- Born: March 29, 1931 New York City
- Died: September 9, 2021 (aged 90) New York City
- Occupation: Theatrical producer

= Elizabeth Ireland McCann =

American theatrical producer (1931–2021)

Elizabeth Ireland McCann (March 29, 1931 – September 9, 2021) was an American theatrical producer. She won nine Tony Awards and three Emmy Awards over a long career on Broadway.

== Early life ==
McCann was born in New York City, the daughter of Scottish-born Irish Catholic immigrants, Patrick McCann and Rebecca Henry McCann. She graduated from Manhattanville College in 1952, and earned a master's degree in English literature from Columbia University in 1954. In 1966 she completed a law degree at Fordham University.

== Career ==
McCann produced over 60 plays on Broadway, and won nine Tony Awards. She and her producing partner Nelle Nugent won Tony Awards in 1978 for Dracula (best revival), in 1979 for The Elephant Man (best play), in 1980 for Morning's at Seven (best revival), in 1981 for Amadeus, and in 1982 for The Life and Adventures of Nicholas Nickleby (best play). She won four more Tony Awards without Nugent: in 1998 for the revival of A View from the Bridge, in 2000 for Copenhagen, in 2002 for The Goat, or Who Is Sylvia?, and in 2009 for the revival of Hair. She also produced off-Broadway runs of Edward Albee's Three Tall Women and The Play About the Baby, and was general manager of the Big Apple Circus.
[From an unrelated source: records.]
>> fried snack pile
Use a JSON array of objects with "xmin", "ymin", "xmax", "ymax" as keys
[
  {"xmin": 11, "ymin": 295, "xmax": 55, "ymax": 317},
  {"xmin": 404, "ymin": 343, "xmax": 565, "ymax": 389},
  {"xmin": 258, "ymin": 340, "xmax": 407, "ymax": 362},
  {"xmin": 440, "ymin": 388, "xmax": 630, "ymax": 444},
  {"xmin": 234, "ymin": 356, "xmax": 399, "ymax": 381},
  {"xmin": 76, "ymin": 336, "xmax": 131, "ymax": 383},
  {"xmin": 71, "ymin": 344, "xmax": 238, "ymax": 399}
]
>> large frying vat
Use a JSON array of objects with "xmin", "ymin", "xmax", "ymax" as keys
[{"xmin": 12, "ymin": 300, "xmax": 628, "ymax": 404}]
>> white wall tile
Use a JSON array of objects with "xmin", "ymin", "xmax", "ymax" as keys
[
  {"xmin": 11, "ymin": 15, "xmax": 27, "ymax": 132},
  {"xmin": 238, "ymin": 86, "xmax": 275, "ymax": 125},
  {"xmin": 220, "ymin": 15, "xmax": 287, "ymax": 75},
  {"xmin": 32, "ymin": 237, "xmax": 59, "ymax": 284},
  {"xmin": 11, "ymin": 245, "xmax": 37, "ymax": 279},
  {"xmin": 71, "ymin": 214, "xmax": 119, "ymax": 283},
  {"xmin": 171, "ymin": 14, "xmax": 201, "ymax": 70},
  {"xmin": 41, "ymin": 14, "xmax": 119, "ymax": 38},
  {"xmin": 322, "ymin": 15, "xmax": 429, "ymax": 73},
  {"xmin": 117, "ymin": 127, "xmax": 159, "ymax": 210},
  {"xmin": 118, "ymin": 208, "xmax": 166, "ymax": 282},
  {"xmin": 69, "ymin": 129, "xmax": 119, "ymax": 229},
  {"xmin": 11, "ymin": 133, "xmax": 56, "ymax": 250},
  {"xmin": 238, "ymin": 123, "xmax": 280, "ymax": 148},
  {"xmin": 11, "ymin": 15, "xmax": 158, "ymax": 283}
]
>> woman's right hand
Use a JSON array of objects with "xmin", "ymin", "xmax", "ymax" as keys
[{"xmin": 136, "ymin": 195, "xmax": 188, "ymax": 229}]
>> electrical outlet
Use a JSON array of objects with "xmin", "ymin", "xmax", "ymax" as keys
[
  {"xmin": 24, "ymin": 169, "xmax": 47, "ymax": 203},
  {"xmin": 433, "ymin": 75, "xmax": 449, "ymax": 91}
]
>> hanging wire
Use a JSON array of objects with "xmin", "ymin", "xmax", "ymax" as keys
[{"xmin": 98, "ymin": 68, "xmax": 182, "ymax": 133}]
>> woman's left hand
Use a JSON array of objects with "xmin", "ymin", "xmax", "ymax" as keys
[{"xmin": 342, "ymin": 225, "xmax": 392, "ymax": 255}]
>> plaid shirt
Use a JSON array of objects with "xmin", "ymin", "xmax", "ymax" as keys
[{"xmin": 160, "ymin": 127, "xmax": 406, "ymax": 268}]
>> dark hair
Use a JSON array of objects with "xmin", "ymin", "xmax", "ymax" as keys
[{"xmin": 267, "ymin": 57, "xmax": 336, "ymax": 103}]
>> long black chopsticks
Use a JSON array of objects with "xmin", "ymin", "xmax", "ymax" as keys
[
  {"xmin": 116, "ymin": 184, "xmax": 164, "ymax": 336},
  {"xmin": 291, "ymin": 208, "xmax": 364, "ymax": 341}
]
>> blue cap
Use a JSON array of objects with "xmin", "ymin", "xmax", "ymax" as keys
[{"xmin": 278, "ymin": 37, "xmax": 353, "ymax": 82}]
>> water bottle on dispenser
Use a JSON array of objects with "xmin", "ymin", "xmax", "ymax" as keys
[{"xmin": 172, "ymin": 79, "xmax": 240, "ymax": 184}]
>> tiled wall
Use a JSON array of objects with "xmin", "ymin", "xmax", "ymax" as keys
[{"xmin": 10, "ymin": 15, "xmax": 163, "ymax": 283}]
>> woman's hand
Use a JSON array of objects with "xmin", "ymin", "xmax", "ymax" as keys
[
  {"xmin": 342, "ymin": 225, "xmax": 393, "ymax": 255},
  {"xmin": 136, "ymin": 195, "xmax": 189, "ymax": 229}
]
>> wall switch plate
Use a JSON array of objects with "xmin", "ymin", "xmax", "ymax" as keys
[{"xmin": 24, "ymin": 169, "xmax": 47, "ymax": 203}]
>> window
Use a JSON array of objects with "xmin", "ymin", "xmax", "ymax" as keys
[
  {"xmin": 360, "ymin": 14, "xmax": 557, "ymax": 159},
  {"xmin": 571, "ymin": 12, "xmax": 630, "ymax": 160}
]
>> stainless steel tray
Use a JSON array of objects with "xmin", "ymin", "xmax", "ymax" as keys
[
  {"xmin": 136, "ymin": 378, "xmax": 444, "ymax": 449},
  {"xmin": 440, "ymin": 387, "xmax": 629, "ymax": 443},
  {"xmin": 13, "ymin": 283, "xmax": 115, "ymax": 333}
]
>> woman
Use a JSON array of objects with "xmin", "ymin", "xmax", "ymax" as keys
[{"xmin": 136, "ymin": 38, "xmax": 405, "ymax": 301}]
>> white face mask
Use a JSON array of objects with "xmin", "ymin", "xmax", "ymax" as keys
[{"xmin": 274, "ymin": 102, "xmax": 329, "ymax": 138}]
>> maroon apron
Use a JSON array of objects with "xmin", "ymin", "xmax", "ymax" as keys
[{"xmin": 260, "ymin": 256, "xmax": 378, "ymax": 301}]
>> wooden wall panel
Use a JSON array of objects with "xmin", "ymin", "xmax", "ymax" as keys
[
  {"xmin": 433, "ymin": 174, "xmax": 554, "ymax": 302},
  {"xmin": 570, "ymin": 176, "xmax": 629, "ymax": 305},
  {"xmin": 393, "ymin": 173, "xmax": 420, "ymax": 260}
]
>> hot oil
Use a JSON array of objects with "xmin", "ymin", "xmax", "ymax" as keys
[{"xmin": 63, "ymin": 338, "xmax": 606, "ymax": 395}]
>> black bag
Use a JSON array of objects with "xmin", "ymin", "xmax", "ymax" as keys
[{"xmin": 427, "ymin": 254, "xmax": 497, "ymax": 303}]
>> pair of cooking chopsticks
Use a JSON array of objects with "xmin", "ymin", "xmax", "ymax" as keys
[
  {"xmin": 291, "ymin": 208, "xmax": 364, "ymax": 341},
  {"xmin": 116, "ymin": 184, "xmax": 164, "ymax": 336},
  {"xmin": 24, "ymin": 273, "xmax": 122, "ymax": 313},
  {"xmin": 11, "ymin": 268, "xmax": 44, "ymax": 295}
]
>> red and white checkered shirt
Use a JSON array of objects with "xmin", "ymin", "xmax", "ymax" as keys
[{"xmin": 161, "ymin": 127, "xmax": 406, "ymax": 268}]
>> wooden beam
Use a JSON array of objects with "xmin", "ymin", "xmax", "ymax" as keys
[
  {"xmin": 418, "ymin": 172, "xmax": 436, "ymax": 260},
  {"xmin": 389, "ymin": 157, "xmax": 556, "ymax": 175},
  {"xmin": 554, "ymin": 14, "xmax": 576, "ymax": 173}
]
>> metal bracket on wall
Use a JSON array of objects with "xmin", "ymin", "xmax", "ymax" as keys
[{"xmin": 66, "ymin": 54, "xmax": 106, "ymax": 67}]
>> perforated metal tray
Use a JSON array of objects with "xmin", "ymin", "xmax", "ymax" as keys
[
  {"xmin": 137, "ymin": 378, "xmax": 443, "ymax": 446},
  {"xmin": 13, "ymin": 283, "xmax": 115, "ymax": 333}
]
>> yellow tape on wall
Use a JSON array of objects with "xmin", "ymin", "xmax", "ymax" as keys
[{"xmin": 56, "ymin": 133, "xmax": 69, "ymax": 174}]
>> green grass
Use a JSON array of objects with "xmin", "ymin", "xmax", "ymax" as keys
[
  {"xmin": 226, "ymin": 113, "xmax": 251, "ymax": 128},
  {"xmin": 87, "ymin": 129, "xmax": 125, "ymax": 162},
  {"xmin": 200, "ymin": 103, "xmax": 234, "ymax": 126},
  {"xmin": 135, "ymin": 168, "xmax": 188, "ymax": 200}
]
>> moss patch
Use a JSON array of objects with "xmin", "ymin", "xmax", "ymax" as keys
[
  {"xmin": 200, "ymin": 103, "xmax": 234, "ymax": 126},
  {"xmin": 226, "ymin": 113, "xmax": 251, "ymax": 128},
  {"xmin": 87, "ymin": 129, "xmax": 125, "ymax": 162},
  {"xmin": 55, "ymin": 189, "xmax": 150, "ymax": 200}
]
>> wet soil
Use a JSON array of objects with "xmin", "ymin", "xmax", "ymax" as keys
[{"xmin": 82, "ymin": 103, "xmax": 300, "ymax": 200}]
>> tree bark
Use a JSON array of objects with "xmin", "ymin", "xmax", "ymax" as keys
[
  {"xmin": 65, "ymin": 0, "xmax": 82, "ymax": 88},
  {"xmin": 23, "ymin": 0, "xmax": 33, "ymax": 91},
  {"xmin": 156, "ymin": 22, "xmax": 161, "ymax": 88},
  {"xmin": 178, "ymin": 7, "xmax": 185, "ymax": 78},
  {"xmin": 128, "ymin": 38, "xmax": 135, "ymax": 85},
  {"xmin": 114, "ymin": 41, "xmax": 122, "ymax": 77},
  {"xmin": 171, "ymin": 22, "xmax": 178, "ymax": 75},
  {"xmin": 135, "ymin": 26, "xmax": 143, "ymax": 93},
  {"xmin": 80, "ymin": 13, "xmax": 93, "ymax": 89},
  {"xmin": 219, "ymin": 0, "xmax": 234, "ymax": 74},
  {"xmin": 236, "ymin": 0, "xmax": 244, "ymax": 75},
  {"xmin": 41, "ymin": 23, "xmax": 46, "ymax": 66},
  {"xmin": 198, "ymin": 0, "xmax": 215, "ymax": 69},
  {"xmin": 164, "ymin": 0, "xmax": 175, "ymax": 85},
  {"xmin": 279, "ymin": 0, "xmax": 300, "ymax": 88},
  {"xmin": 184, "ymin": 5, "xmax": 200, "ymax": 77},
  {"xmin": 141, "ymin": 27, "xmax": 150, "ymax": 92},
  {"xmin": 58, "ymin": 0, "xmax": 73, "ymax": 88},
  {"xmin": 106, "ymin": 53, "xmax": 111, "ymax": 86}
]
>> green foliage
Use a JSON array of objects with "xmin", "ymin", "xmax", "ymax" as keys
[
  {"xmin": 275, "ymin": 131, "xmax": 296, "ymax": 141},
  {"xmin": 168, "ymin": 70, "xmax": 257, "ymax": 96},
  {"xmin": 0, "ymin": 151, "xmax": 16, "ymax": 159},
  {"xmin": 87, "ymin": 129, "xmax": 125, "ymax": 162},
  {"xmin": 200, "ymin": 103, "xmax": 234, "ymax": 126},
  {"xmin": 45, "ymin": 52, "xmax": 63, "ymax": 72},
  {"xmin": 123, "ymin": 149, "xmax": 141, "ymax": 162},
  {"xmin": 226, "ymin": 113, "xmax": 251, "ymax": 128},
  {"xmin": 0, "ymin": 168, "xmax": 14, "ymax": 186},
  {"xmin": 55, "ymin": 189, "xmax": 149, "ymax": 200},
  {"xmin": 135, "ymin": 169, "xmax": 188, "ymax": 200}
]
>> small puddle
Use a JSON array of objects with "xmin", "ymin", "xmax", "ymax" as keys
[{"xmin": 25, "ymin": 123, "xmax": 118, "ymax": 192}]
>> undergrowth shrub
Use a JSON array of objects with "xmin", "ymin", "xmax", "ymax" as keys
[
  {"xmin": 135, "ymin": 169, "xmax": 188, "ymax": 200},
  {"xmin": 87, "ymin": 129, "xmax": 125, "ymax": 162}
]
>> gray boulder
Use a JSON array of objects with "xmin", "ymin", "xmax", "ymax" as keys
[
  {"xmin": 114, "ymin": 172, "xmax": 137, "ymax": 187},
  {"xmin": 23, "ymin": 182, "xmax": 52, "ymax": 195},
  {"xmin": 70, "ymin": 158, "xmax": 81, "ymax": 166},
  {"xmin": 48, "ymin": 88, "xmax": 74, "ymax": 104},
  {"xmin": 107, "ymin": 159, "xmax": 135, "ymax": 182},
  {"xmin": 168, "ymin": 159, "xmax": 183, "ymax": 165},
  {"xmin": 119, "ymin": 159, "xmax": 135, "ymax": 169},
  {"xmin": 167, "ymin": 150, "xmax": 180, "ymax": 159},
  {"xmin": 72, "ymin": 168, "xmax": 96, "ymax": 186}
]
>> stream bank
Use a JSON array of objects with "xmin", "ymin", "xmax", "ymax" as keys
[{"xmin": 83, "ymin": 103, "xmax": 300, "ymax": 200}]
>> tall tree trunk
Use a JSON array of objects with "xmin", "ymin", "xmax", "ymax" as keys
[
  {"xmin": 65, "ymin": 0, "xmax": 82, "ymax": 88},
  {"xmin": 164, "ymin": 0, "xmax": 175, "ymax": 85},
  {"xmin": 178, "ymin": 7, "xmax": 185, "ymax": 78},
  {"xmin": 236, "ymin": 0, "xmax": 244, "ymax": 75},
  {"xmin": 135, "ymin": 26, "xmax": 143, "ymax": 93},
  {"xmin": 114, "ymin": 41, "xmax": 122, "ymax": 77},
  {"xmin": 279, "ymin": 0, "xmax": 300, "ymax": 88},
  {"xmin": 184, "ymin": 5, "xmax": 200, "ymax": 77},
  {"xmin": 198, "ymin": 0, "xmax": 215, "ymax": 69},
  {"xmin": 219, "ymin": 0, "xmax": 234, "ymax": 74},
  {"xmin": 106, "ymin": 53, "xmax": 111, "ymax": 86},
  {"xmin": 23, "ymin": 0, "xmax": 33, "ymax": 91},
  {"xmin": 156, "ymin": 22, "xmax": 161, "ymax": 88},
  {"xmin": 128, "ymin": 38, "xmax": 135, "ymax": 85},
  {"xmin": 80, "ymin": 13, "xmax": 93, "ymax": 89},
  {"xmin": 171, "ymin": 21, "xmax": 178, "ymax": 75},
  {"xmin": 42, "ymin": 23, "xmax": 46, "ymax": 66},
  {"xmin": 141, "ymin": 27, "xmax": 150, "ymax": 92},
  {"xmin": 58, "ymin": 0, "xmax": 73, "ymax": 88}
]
McCann was managing producer on the annual Tony Awards broadcast six times, in 2001 and from 2004 to 2008, and won three Emmy Awards for those shows. She produced several television adaptations of plays she'd produced, including Morning's at Seven (1982), Orpheus Descending (1990), and Passing Strange (2009).

McCann was inducted into American Theater Hall of Fame in 2004. In 2015, she gave an oral history interview for the Primary Stages Off-Broadway Oral History Project. Her last show, Hangmen starring Dan Stevens, was in previews in March 2020, when Broadway closed for the COVID-19 pandemic.

== Personal life ==
McCann died from cancer in 2021, aged 90 years, at a hospital in the Bronx. The records of McCann & Nugent Productions are in the Billy Rose Theatre Division of the New York Public Library.